When both Catwoman and Batman find themselves investigating Poison Ivy for stealing money from Bane, they find that both villains and seemingly every bad guy in Batman’s Rogue’s Gallery are being manipulated by a mystery man known only as Hush. Not only does Hush know things about the villains that they weren’t aware of, but he also knows Batman’s darkest secret and has pledged to take everyone Bruce cares about away from him if Batman doesn’t stop him first.

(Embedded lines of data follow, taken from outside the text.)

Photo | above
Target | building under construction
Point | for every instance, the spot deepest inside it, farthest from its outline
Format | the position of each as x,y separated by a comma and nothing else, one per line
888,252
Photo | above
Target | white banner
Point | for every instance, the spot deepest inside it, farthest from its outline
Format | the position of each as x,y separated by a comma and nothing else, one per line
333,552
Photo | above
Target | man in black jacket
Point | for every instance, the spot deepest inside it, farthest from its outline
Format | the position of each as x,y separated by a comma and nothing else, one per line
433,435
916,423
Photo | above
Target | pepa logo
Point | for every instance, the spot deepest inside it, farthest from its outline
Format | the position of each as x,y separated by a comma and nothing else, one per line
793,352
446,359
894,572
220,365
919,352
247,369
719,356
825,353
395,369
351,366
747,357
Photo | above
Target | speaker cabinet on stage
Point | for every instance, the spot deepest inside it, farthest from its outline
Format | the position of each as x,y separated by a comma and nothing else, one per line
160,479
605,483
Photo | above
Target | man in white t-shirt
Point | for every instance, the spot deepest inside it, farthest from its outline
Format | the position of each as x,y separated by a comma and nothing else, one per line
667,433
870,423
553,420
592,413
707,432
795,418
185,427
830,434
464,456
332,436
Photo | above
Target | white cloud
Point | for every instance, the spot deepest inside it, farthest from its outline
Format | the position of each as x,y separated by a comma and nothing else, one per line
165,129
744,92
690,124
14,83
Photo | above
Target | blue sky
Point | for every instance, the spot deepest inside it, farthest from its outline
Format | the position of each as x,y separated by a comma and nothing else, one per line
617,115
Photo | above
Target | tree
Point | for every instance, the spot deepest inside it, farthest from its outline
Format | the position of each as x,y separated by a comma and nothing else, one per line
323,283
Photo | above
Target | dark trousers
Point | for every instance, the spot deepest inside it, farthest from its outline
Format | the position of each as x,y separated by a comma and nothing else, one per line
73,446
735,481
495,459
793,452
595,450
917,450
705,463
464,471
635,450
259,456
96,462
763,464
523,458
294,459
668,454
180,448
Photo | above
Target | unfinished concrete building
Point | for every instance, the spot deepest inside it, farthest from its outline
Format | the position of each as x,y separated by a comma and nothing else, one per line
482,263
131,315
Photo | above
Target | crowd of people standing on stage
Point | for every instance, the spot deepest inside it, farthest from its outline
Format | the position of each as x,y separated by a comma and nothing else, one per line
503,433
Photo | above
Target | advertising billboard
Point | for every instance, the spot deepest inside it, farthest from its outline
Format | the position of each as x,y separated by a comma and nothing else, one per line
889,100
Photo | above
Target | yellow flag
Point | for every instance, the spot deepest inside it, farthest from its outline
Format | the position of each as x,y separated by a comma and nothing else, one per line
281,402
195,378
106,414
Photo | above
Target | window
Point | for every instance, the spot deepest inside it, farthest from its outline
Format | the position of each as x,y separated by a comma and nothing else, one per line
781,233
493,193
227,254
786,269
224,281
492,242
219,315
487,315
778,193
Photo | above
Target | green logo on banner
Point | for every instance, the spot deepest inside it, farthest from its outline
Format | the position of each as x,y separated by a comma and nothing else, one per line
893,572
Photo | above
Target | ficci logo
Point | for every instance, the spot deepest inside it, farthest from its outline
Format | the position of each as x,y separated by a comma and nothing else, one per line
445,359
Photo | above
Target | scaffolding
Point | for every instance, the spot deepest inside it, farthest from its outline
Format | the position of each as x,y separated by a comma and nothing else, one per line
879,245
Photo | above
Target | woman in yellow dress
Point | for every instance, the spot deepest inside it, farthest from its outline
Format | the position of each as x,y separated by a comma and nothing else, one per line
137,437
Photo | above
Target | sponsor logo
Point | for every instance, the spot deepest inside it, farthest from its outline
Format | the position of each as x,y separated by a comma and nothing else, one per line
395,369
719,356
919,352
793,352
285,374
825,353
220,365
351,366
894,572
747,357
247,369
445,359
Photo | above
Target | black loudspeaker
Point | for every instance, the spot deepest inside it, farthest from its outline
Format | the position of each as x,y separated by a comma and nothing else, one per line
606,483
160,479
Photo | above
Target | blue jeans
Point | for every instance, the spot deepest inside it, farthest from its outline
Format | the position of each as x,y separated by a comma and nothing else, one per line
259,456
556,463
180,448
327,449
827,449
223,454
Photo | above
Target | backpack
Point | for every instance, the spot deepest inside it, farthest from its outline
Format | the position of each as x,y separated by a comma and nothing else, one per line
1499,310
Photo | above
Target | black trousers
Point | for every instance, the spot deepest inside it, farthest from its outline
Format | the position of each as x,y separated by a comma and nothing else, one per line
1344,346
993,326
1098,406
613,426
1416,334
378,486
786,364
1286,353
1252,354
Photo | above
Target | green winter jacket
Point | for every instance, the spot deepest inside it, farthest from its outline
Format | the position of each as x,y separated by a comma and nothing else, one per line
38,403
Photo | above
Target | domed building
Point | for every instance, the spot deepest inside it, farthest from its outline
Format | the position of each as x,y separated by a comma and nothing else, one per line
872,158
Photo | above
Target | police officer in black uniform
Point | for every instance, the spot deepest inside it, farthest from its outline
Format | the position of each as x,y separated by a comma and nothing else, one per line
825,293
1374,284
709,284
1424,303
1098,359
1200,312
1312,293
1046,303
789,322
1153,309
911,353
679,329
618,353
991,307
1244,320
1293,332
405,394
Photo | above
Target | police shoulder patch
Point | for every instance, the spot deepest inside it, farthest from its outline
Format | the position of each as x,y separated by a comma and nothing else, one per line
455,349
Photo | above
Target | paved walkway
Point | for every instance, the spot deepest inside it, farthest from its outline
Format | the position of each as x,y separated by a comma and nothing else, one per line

Batman: Hush is an entertaining and fun examination of the Dark Knight. It’s not perfect and there are some big flaws in the third act, but the film does entertain with the dialogue and performances. Jason O’Mara is growing on me as Batman, but there is still an issue with the fact that both his Bruce Wayne and Batman voices sound EXACTLY the same. There is no variation that could indicate a change in both the character and tone. Jennifer Morrison does a great job as Selina Kyle/Catwoman. Her performance exudes sensuality as well as danger, both hallmarks of the character. It’s entertaining and compelling to see her struggle throughout the film with who she is and what she ultimately wants for herself and, by extension, Bruce.
The rest of the supporting cast is great, especially Sean Maher as Dick Grayson/Nightwing. The biggest disappointment in the film comes from the change made to the original story and the reveal of who Hush really is. The movie tries to tease that moment with the introduction of a certain character, but ultimately the film changes are not sufficiently earned in either plot or character. It felt rushed and uneven. That aside, Batman: Hush is enjoyable for the action, adventure and more importantly, the love story between Batman and Catwoman.